How Did Fiducia Supplicans Happen?

Source: FSSPX News

Cardinals Luis Ladaria Ferrer and Manuel Victor Fernandez

Rome's recent green light for blessings of homosexual couples has plunged the Catholic world into confusion. Many are in shock since two years earlier, the Sovereign Pontiff approved an official document prohibiting this type of practice. 

The contrast – not to say the contradiction – is obvious. On March 15, 2021, Cardinal Luis Ladaria Ferrer, then prefect of the Congregation for the Doctrine of the Faith, wrote in an official act of the Holy See receiving the formal approval of the Roman Pontiff:

“It is not licit to give a blessing to relationships or partnerships, even stable ones, which involve sexual practice outside marriage (that is to say outside the indissoluble union of one man and one woman, open in itself to the transmission of life), as in the case of same-sex unions.”

Two years later, the Congregation (now Dicastery) for the Doctrine of the Faith (DDF), at the head of which is now Cardinal Victor Manuel Fernandez, a progressive prelate. On December 18, 2023, Cardinal Fernandez published a text opposed to that of March 15, 2021, and decided to make the blessing of homosexual couples possible. The only point in common between the two texts is Pope Francis’s approval.

How did this happen? And how can this about-face be explained? The answer can be found only by reading between the lines. During the publication of the December 18, 2023 document, the prefect of the DDF took care to specify that, in order to arrive at such a text, “there were no lack of discussions with the Holy Father.” 

Should we see in this text the desire of the current Pope to “correct the situation” in relation to the 2021 text? Noting the outcry among LGBT lobbies, the Pontiff confided that he had indeed “approved” the text, but that he would never have signed it. 

Another explanation is put forward by Jean-Marie Guénois in Le Figaro on December 19, 2023, who sees it “in terms of the Jesuits.” In fact, it is well-known that the homosexual cause is supported in the Church by an American Jesuit, Fr. James Martin, who directs America magazine and was invited to participate in the fall session of the Roman Synod on Synodality last October.

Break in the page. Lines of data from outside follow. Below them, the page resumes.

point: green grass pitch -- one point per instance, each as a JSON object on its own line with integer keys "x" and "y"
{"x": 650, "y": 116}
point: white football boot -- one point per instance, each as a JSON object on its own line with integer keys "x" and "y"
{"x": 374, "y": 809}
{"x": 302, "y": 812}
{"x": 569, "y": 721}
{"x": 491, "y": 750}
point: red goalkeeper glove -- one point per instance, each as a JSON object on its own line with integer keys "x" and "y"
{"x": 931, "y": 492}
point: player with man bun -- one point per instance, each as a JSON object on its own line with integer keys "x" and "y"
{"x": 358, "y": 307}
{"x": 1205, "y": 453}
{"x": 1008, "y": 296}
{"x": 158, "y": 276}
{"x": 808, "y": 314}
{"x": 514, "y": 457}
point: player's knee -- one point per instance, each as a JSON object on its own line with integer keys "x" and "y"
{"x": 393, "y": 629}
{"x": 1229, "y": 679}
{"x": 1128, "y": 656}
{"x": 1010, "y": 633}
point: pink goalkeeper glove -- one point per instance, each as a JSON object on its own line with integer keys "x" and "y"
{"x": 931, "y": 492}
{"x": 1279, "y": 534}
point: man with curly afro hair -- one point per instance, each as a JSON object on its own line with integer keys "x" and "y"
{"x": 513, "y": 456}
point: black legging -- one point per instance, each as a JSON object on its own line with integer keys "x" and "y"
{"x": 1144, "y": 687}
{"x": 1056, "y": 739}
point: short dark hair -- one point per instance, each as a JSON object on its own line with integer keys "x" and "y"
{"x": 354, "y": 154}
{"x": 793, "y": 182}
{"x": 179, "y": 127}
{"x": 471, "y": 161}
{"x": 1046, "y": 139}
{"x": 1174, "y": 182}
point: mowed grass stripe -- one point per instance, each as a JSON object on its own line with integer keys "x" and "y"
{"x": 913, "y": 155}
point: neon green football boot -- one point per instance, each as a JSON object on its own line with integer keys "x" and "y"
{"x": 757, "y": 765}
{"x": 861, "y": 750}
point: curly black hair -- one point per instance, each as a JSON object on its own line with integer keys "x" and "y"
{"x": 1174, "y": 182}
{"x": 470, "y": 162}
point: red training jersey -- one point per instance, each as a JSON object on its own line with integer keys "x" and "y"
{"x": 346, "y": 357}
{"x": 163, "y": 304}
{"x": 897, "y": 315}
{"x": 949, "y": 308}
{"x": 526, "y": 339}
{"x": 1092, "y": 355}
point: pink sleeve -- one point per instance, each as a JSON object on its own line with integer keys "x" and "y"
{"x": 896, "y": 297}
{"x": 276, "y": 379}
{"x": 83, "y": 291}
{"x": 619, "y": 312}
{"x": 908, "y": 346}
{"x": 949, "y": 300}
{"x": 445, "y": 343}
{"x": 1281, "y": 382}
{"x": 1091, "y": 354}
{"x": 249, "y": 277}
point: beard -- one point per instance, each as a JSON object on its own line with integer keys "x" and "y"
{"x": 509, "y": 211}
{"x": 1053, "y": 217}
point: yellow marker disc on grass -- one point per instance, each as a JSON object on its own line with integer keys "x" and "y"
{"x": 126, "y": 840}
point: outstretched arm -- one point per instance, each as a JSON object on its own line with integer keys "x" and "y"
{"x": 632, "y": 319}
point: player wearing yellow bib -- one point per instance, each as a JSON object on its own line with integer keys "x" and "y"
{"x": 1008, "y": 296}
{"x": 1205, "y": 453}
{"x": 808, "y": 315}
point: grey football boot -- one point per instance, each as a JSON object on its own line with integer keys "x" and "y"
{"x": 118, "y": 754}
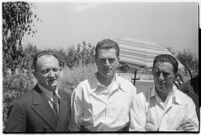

According to several prelates, Fr. Martin, furious that the Synod had rejected his proposal to authorize the blessing of same-sex couples, decided to have the Pope approach the matter top-down to adopt the project that was so dear to him.

It is possible that Pope Francis also may have wanted to stir up a hornet’s nest among the conservatives, particularly the Americans, whom he knows are opposed to many aspects of his Pontificate. 

Because, apart from a few episcopal conferences from a largely secularized Western Europe, Pope Francis has succeeded in creating unity, but against him this time: from Africa to the United States, from the Greek Catholics to the Orthodox, saying no to Fiducia Supplicans.